NON DOVERSI PROCEDERE PER PRESCRIZIONE
Sergio Palmisano,
dal 10 luglio al 30 luglio 2012 responsabile servizio di prevenzione, prescrizione (non doversi procedere per prescrizione). Vincenzo Dimastromatteo, responsabile area Altiforni, prescrizione (non doversi procedere per prescrizione). Angelo Veste, segretario del presidente della Provincia, prescrizione (8 mesi). Cataldo De Michele, ispettore della Digos, prescrizione (non doversi procedere per prescrizione). Donato Pentassuglia, consigliere regionale (attualmente assessore), prescrizione (8 mesi).
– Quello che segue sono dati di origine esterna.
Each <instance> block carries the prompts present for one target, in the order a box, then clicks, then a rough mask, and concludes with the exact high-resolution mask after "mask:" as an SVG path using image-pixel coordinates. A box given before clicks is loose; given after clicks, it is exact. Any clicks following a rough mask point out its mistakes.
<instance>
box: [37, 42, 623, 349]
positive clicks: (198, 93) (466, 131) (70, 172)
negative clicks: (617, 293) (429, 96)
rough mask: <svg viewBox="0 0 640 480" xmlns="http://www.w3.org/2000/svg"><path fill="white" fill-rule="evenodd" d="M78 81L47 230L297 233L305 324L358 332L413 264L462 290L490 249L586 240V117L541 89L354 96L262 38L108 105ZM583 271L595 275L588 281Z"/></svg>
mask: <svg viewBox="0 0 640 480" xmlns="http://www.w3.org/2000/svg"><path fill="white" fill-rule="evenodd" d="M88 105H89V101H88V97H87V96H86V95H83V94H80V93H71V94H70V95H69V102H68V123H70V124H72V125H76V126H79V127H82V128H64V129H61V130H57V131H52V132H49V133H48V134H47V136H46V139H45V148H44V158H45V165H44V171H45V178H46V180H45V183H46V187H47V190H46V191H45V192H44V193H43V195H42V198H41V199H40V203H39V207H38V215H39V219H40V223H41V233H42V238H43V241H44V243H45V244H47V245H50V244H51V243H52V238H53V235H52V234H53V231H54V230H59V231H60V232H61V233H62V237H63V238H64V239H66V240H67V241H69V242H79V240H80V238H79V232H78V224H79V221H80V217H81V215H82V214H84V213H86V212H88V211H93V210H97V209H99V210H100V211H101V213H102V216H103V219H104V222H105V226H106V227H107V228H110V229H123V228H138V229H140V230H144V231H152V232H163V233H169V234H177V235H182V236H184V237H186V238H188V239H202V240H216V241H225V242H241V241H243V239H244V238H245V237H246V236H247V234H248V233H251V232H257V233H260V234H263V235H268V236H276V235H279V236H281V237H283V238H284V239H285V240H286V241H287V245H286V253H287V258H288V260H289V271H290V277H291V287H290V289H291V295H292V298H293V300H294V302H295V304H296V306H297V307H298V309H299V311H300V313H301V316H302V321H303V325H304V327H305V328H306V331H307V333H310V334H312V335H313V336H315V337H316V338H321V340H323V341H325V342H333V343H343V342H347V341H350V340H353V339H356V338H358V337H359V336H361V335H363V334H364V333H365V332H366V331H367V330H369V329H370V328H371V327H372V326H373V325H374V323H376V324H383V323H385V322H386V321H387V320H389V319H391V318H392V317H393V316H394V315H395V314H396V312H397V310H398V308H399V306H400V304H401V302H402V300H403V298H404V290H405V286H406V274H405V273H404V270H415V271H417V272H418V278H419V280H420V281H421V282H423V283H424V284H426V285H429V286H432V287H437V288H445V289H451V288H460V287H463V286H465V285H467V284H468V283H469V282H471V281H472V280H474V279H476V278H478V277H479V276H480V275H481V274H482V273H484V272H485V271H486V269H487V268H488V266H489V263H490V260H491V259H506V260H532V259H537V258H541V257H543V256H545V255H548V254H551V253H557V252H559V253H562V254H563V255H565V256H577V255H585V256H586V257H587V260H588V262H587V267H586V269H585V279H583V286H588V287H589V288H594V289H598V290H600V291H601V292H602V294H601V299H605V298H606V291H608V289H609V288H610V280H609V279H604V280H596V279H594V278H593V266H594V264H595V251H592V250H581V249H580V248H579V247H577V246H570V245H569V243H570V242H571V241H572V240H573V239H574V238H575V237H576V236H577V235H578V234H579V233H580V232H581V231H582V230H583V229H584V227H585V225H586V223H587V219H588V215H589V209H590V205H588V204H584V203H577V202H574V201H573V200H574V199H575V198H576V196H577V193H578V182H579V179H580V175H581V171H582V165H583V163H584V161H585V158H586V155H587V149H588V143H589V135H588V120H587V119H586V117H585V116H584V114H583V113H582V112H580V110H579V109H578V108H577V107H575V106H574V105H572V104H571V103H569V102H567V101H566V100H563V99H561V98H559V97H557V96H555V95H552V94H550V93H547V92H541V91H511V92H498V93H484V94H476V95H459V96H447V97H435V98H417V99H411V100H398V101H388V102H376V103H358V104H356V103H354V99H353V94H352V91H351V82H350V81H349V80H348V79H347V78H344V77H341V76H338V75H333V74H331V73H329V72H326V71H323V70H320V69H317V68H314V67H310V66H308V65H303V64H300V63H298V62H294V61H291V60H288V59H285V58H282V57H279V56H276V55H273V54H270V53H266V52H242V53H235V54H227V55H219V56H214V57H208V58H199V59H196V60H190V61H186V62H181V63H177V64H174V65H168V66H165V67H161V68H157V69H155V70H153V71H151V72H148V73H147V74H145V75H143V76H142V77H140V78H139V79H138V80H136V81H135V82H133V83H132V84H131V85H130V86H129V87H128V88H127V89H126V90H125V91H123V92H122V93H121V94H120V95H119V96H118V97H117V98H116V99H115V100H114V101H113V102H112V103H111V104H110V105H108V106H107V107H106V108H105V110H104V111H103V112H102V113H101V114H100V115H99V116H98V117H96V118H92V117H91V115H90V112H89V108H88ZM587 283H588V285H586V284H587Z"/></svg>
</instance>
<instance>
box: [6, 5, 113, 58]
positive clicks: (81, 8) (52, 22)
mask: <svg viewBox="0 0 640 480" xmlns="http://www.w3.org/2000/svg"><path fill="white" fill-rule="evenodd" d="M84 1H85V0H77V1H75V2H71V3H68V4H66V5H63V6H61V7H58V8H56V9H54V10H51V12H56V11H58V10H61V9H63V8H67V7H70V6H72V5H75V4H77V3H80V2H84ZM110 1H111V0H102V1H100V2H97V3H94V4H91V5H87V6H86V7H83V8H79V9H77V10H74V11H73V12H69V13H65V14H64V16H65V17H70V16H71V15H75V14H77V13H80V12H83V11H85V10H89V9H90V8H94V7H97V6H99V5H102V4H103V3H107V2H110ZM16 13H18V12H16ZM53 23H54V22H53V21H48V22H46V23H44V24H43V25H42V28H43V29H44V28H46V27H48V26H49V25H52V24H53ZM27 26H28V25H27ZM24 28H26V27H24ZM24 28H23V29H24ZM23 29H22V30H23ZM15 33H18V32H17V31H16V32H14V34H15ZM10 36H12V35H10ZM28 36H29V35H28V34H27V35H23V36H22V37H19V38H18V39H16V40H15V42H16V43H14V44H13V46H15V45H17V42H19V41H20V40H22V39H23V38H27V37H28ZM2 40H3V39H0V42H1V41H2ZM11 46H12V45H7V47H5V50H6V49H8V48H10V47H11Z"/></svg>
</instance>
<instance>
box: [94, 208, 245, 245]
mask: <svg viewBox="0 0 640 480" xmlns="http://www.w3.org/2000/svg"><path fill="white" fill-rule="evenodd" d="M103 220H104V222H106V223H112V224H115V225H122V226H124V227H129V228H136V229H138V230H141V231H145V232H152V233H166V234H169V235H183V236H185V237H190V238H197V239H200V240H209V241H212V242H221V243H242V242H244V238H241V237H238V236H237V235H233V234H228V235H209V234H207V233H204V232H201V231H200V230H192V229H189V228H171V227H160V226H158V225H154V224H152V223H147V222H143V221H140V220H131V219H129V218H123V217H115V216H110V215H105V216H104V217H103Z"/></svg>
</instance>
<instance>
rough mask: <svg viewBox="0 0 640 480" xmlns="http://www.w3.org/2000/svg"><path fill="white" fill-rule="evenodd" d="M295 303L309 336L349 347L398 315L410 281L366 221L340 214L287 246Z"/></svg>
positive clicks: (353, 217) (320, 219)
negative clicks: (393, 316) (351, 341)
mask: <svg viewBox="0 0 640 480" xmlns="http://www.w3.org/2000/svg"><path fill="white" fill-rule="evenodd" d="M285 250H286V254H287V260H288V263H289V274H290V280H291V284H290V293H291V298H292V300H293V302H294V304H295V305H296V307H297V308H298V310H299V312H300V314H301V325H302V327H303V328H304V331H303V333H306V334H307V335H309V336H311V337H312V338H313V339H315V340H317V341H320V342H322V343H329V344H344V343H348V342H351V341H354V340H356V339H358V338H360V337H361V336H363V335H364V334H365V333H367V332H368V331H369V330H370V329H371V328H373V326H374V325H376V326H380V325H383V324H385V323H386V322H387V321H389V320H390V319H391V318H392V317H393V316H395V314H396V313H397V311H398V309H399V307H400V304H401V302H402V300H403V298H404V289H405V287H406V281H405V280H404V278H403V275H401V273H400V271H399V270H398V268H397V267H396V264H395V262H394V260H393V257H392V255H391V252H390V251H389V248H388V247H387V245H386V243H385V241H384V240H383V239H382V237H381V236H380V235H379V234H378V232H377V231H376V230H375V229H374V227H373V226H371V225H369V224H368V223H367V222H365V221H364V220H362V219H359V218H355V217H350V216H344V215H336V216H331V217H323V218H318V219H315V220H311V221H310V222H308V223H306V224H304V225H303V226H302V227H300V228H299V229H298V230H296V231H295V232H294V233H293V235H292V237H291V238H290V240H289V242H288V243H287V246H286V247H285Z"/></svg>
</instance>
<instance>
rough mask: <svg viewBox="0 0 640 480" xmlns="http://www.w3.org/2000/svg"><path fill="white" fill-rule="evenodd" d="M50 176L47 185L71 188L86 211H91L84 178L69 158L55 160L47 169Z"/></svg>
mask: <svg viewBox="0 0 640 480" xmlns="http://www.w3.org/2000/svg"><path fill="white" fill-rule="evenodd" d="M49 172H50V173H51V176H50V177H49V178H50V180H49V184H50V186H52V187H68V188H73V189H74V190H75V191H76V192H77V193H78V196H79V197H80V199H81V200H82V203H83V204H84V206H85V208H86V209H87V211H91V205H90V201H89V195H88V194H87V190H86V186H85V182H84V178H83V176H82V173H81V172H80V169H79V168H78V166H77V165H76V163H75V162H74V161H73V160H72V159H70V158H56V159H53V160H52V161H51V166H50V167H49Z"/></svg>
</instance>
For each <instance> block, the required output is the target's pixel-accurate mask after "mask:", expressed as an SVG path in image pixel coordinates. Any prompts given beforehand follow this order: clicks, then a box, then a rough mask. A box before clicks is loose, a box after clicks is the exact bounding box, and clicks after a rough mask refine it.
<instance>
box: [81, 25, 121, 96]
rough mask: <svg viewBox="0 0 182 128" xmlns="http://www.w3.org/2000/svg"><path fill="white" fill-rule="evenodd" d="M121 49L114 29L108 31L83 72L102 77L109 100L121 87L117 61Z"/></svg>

Antonello Antonicelli, dirigente del settore Ambiente della Regione, prescrizione (8 mesi). Nicola Fratoianni, assessore regionale, prescrizione (8 mesi). Davide Filippo Pellegrino, direttore area Sviluppo economico della Regione, prescrizione (8 mesi). Massimo Blonda, direttore scientifico Arpa Puglia, prescrizione (1 anno).

CONFISCHE
La Corte ha disposto la confisca dell’area a caldo e di 2 miliardi e 100 milioni di euro, “quale profitto derivante dagli illeciti amministrativi”, nei confronti di 4 società, Ilva spa in amministrazione straordinaria, Riva FIRE, Riva Forni elettrici e Partecipazioni industriali.

PARTI CIVILI
La Corte ha condannato gli imputati al pagamento di una provvisionale (immediatamente esecutiva) nei confronti degli enti locali costituitisi in giudizio: 100.000 euro al Comune di Taranto, 100.000 euro alla Regione Puglia, 50.000 euro alla Provincia di Taranto e 30.000 euro al Comune di Statte. Innumerevoli le provvisionali disposte in favore delle parti civili fra le quali 25.000 euro per l’associazione Peacelink, della stessa entità per Alta Marea. E altre di varia entità per Legambiente, WWF, per numerose cooperative di mitilicoltori, per la cooperativa “Arca Jonica” di case popolari di residenti del quartiere Tamburi. Diecimila euro di provvisionale è stata disposta in favore di Luigi Romandini, parte civile. Altre provvisionali per sindacati, Unione provinciale agricoltori e altre associazioni di categoria fra cui la Federazione lavortori metalmeccanici, la casa di cura San Camillo, oltre che per singoli cittadini costituitisi in giudizio. Complessivamente sono circa un migliaio le parti civili ad aver ottenuto il pagamento di una provvisionale, più le spese legali.